In maart 2015 verscheen van de onderzoeksjournalist Tom Burgis, het boek The Looting Machine”: warlords, oligarchs, corporations, smugglers and the systematic theft of Africa’s wealth. Burgis zocht naar een verklaring hoe een continent, zo rijk aan natuurlijke hulpbronnen, tegelijkertijd zo verwoest wordt door armoede. Deze paradoxale combinatie, die onder economen bekend staat als 'resource curse' komt niet alleen voor in Afrika, maar het is het meest dodelijk en kwaadaardig waarneembaar op het Afrikaans continent.
Het immens grote Afrikaans continent herbergt in zich China, Europa, India en de Verenigde Staten, met nog ruimte voor meer. De Democratische Republiek Congo alleen, is net zo groot als West Europa. Er zijn hele grote verschillen tussen de 55 landen van Afrika. Sommigen hebben massieve voorraden aan mineralen en olie, anderen hebben niks. Sommigen kennen langlopende gewelddadige militaire conflicten, anderen kennen vrede sedert hun onafhankelijkheid.

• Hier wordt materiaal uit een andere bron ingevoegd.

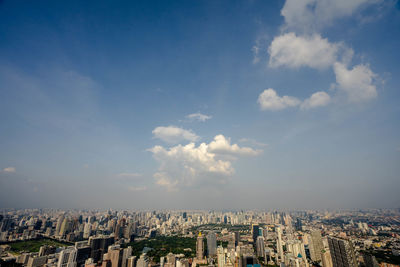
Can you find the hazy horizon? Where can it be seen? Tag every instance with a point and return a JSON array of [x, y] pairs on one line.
[[287, 105]]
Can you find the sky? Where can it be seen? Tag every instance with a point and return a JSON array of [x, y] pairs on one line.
[[278, 104]]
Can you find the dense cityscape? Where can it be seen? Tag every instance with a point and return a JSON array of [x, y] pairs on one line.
[[50, 238], [200, 133]]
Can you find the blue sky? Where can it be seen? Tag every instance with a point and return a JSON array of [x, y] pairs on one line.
[[200, 104]]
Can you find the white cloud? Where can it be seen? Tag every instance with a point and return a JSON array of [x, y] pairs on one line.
[[312, 15], [198, 117], [252, 141], [357, 83], [318, 99], [297, 51], [190, 165], [137, 188], [129, 174], [173, 134], [222, 145], [9, 169], [269, 100]]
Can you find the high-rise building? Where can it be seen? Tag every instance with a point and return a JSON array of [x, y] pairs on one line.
[[279, 244], [143, 261], [132, 262], [260, 247], [200, 247], [99, 246], [342, 252], [315, 245], [212, 244], [87, 230], [67, 257], [221, 256], [326, 259], [370, 260], [58, 226], [255, 231], [126, 253]]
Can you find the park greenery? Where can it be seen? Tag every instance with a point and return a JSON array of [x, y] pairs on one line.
[[34, 245], [160, 246]]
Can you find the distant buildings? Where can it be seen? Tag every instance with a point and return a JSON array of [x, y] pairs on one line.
[[200, 247], [212, 244], [342, 252]]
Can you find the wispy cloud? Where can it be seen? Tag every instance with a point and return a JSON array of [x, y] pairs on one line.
[[253, 142], [129, 175], [9, 170], [198, 117], [137, 188]]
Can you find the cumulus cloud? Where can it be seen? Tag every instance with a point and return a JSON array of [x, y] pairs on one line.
[[312, 15], [295, 51], [270, 100], [318, 99], [357, 83], [173, 134], [189, 165], [222, 145], [129, 175], [137, 188], [9, 169], [198, 117], [252, 141]]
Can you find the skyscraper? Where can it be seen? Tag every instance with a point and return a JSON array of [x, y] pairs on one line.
[[212, 244], [315, 245], [342, 252], [260, 247], [67, 257], [255, 231], [200, 247], [279, 244], [221, 256]]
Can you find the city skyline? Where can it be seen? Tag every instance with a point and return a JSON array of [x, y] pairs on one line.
[[288, 105]]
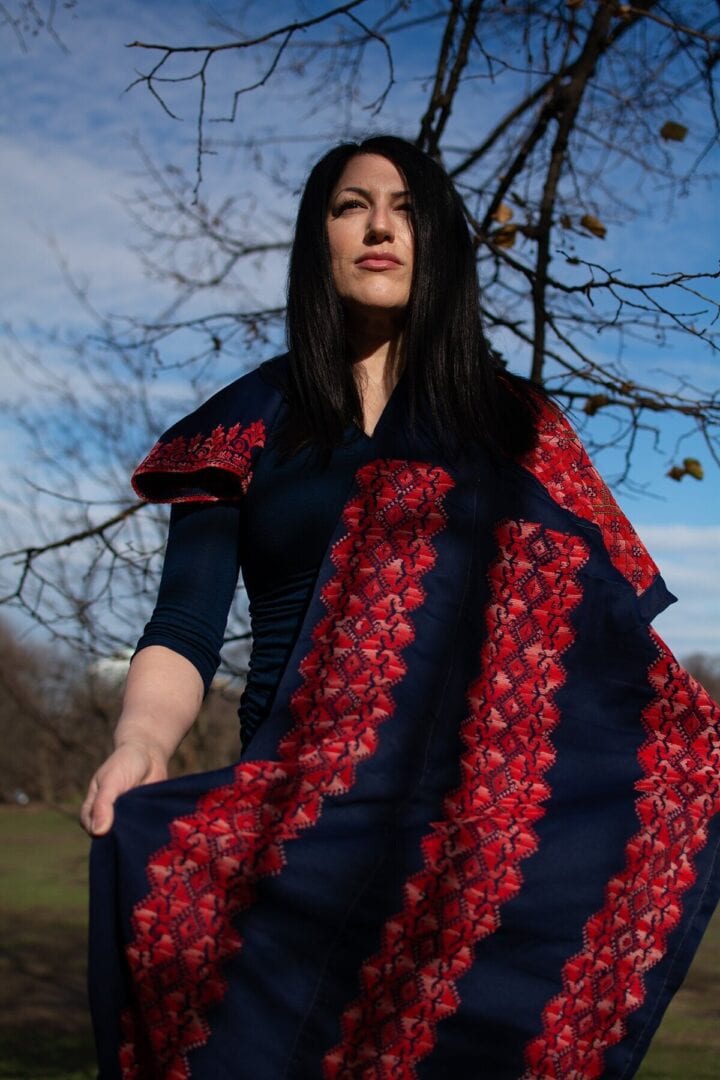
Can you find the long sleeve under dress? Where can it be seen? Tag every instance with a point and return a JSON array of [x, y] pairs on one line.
[[277, 536]]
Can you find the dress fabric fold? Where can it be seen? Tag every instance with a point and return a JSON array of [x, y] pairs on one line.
[[477, 831]]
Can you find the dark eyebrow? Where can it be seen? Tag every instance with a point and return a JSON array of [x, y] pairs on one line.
[[366, 193]]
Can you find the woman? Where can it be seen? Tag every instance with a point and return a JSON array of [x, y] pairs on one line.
[[473, 827]]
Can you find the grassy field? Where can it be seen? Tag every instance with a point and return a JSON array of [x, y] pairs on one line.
[[44, 1033]]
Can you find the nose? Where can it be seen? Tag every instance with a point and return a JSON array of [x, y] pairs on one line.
[[380, 225]]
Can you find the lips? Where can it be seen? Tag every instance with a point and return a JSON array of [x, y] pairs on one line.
[[378, 260]]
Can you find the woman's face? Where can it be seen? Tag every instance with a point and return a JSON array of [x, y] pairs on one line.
[[369, 231]]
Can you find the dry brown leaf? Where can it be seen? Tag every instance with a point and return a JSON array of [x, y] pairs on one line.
[[503, 214], [594, 225], [504, 237], [693, 468], [673, 131]]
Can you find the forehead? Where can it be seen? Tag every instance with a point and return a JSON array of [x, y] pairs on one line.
[[372, 173]]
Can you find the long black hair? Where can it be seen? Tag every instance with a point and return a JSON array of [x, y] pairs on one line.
[[454, 382]]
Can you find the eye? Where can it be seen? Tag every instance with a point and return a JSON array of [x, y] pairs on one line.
[[348, 204]]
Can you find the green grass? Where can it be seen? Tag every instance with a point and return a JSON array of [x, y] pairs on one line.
[[44, 1030]]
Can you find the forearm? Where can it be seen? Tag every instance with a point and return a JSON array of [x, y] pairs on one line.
[[163, 696]]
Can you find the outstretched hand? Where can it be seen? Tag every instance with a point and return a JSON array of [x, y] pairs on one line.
[[131, 765]]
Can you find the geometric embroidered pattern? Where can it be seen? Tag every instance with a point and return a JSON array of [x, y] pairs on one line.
[[184, 930], [473, 854], [562, 467], [228, 450], [680, 793]]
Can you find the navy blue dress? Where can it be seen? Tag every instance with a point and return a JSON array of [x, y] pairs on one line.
[[277, 536], [475, 832]]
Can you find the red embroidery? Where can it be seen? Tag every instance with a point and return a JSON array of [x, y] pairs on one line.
[[560, 463], [229, 450], [472, 856], [206, 875], [605, 982]]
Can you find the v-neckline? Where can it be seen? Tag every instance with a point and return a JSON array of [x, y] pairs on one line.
[[385, 407]]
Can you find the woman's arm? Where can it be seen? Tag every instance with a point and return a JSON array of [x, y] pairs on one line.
[[177, 656], [163, 694]]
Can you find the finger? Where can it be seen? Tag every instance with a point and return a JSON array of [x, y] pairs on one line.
[[86, 808]]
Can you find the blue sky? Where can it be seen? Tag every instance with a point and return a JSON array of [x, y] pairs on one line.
[[67, 134]]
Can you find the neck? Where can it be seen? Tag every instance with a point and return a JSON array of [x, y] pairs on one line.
[[376, 352]]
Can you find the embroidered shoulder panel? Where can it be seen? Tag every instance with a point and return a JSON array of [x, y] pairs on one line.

De gelegitimeerde plundering
Burgis’s boek doet mij denken aan de colleges uit mijn studentenperiode aan de Gemeentelijke Universiteit in Amsterdam toen één van de docenten ons voor hield dat de koloniserende mogendheden als belangrijkste doel hadden “de kolonies, dus het buitenland leeg te roven en te plunderen, daarbij geholpen door de inlandse elite die zelf tot doel had de eigen bevolking leeg te zuigen en uit te melken”.
Burgis beschrijft in een aantal case studies de verschillende machtsblokken in de diverse landen met hun verschillende grondstoffen en verschillende internationale spelers. Hij wijst als schuldigen aan enerzijds de binnenlandse politieke elite, met name, roofzuchtige Afrikaanse presidenten, regeringsleiders en krijgsheren (warlords) en anderzijds de zeer hebzuchtige en inhalige multinationale ondernemingen met hun bankiers, adviseurs en cliënten in New York, Londen, Parijs en Zurich. Vanwege de directe betrokkenheid van de binnenlandse politieke elite spreekt Burgis van een “gelegitimeerde plundering”.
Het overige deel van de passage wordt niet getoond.